Reliable Post hoc Explanations: Modeling Uncertainty in Explainability

Authors: Dylan Slack, Anna Hilgard, Sameer Singh, Himabindu Lakkaraju

NeurIPS 2021 | Conference PDF | Archive PDF | Plain Text | LLM Run Details

Reproducibility Variable Result LLM Response
Research Type Experimental Experimental evaluation with multiple real world datasets and user studies demonstrate that the efficacy of the proposed framework.
Researcher Affiliation Academia Dylan Slack UC Irvine dslack@uci.edu Sophie Hilgard Harvard University ash798@g.harvard.edu Sameer Singh UC Irvine sameer@uci.edu Himabindu Lakkaraju Harvard University hlakkaraju@hbs.edu
Pseudocode Yes Algorithm 1 Focused sampling for local explanations
Open Source Code Yes Project Page: https://dylanslacks.website/reliable/index.html
Open Datasets Yes Our first structured dataset is COMPAS [27]... The second structured dataset is the German Credit dataset from the UCI repository [28]... We also include popular image datasets MNIST [29] and Imagenet [30].

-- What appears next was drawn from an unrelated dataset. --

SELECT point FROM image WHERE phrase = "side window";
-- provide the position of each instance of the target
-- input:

Dataset Splits No We create 80/20 train/test splits for these two datasets [COMPAS, German Credit]... The paper does not explicitly state a separate validation split or the methodology for one.
Hardware Specification No The paper does not explicitly describe the specific hardware (e.g., GPU/CPU models, memory, cloud resources) used to run the experiments.

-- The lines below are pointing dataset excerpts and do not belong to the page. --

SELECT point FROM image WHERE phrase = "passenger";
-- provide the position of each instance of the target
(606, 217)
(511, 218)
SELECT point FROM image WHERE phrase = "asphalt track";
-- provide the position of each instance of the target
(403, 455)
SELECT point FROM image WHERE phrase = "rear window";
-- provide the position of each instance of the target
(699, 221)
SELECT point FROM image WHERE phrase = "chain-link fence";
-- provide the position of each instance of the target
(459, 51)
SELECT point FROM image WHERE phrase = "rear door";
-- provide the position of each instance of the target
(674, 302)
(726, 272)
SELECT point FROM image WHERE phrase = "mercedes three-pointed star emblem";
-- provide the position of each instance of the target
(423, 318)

Software Dependencies No We train a random forest classifier (sklearn implementation with 100 estimators)... The paper mentions 'sklearn' but does not specify a version number for this or any other software dependency.
Experiment Setup Yes We create 80/20 train/test splits... and train a random forest classifier (sklearn implementation with 100 estimators)... For the MNIST... we train a 2-layer CNN... For generating explanations, we use standard implementations of the baselines LIME and Kernel SHAP with default settings... For our framework, the desired level of certainty is expressed as the width of the 95% credible interval... We use S = 200 as the initial number of perturbations... During focused sampling, we set the batch size B to 50.